For some time, I’ve been thinking about how the Sakai Events which can fill up a production database should be managed. Although of interest in the Sakai database they are not necessarily needed for the smooth running of a Sakai database, and when there are 10 – 20M events present, the event service slows down a little on insert.

So, I’ve been playing with ActiveMQ and JMS. at I’ve put together a prototype JMS adapter that channels Sakai Events into a local JMS broker, which then, via a bridge propagates the event to a hub Broker. This hub broker of which there would be one or more per Sakai cluster takes the feeds of messages and further distributes them.

One such listener on the Hub might be a JMS to RDF converter that will take the JMS serialization of the Sakai Event convert it into Triples and push it into a Kowari instance.

Another use of the hub could be AJAX based real time monitoring of the event feed for NOC type operations.

A side effect of this loose binding, is that JMS Consumers can exist a loose bound components, and so can use GPL jars without causing problems for the main Sakai code base, but then they cant be distributed as part of Sakai… so its all a bit moot.

Segment Merge

10 10 2006

The Segment merge algorithm in search is dumb and needs to be made better. It has a habit of not merging upto the full 2G segment size at the moment and needs to be made better. This has the advantage that we don’t ask for massive transfers, but it would be better to be able to ask for a target segment size and actually get it.

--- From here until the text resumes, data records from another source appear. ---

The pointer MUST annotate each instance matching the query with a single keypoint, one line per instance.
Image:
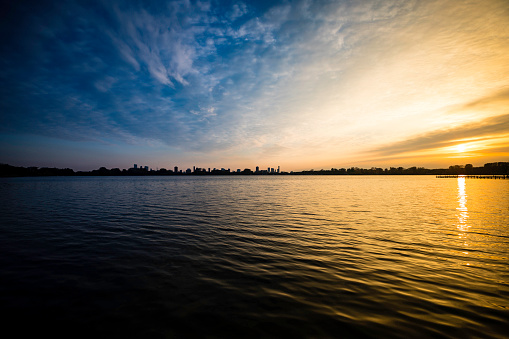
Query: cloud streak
(319, 81)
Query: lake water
(255, 256)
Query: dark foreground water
(242, 257)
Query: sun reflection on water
(462, 211)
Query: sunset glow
(224, 84)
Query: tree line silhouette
(495, 168)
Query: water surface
(255, 256)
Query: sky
(296, 84)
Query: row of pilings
(474, 176)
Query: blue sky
(301, 84)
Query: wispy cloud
(487, 129)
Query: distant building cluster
(494, 168)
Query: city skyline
(237, 84)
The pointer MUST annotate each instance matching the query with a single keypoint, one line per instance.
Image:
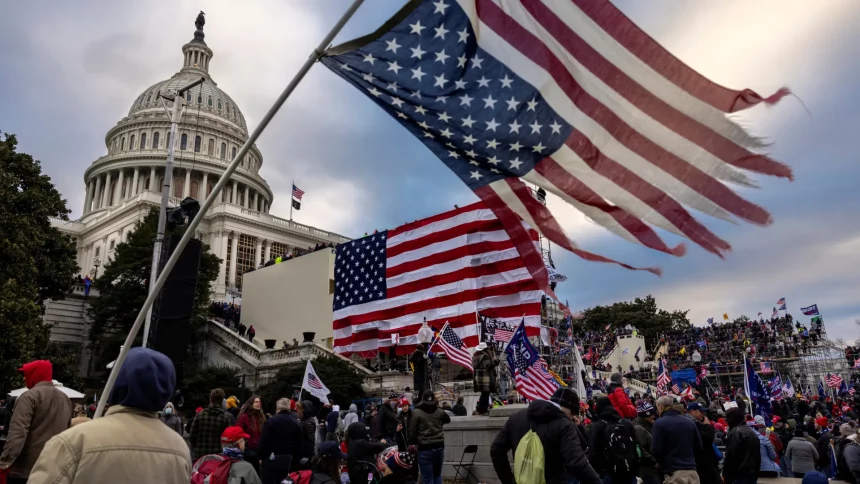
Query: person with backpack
(425, 431)
(280, 444)
(228, 466)
(543, 439)
(620, 401)
(675, 442)
(643, 425)
(612, 445)
(208, 426)
(325, 467)
(361, 454)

Structured Storage of Segments

10 10 2006

When the size of the index gets big there are some problem that I thought wouldn’t appear. A 500G index, of 1G segments is going to have at least 500 files in the local segments space and in the shared segments space, at this size I would hope on the file system.

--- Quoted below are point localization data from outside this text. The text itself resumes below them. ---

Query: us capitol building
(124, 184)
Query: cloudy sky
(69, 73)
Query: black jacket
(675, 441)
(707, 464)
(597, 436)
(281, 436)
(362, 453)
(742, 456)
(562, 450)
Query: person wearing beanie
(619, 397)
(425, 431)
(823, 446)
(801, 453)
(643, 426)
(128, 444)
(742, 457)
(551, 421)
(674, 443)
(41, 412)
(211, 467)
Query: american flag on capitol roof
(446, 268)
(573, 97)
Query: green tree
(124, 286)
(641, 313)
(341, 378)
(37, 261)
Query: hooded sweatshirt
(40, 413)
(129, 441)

500 files in a directory might be Ok in ext3 on local disk, but on AFS/NFS/SMB NAS file system its likely to cause problems.

The solution, hash the file system. Just like is done with your local firefox web cache and all sorts of other systems. In the latest version of search from trunk there is a first level hash that will limit the number of files in the base directory to 100. This can be turned on on both the shared segment store and local segment store, but it must be the same on all nodes. When the search service starts up it automatically reconfigures the store to match the segmentation scheme that is being used.

Search Hardware Requirements

10 10 2006

The hardware requirements of search are somewhat undefined…. why? Because we are dealing with a variety of document types with all sorts of content. A 10M PDF might contain only 10K of indexable content, and a 100K email message might contain 99K of indexable content, this makes it difficult to come up with anything precise about the size of the index.

I have recently moved to not storing the digested content in the index to reduce the size of the index. Since the index records are now just offsets into a terms vector the compression is far greater than before.

Sakai search, being based on Lucene is quite similar to Nutch which informed parts of its indexing operation, so perhaps some of the metrics from the Nutch community are valid. They indicate that 100M documents will require 1TB of index space. A single node with 1 search query per second can handle 20M documents, and at 20 search queries per node, the node can handle 2M documents with 4G of ram. They must be thinking of 64 bit architectures. I suspect that this level of performance is an order of magnitude greater than required by Sakai, but if we look at the space requirements we might get 10G per 1M documents. Obviously the mix of documents is different from a typical search engine load. In version upto now, we haven’t reached that target, on an earlier version with uncompressed full content in the index we were only getting 50% compression on the original size…. the later trunk code should improve this as I think is has already done for Cape Town.